In graduate school, I was fascinated by works of great thinkers of the 18th and 19th centuries—our own Mr. Jefferson, Kant, Hegel and others—who were convinced that history was progressive, that things were getting better and better, that society and even the world were becoming more rational, peaceful and prosperous. It’s a lovely way to look at the world, but the 20th century was not kind to this view. Nor has the 21st been, so far, at least in the Muslim world, which is my current preoccupation.

What are you reading now?

I’m writing a book titled What History Can Teach Us About Radical Islamso I’m continuing to read a great deal in this vein. Right now I’m reading David Cook’s Understanding Jihad, a concise and balanced treatment—scholarly yet accessible—of this crucial concept in Islam. I’m also continuing to read the writings of some Islamist thinkers, in volumes such as Princeton Readings in Islamist Thought, to try to see more clearly what the Islamists’ complaints are about not only America but the ideology and institutions of secularism. I’m trying to understand the persistent and even growing appeal of Islamism, an ideology that has been underestimated by secularists for many decades now.

What books should anyone interested in the clash of ideas read? 

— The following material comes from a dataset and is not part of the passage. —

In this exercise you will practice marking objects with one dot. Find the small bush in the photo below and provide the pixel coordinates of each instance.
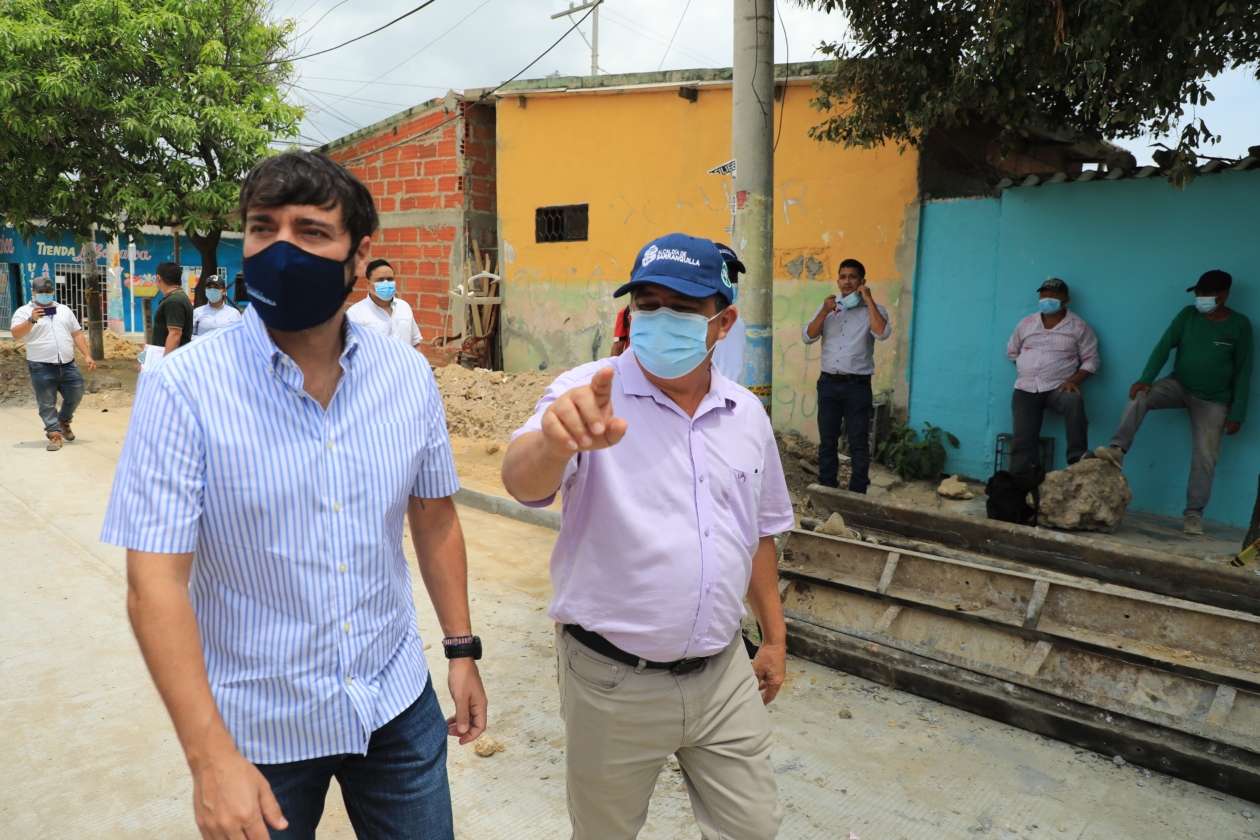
(911, 457)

The best way to set up the debate might be to read two books from the 1990s, both of which are brilliant, accessible and, to my mind, wrong. Francis Fukuyama’s The End of History and the Last Man presents history as a struggle among competing ideas and argues that the struggle ended in the 1980s when liberal democracy triumphed over communism. It’s a terrific and profound book, but clearly history is still very much alive. The other is Samuel Huntington’s The Clash of Civilizations. Huntington argues that in the post-Cold War world the main lines of conflict are between cultures, such as that between the West and Islam. My own view is that divides within cultures—especially that between secularists and Islamists in the Muslim world—are more important.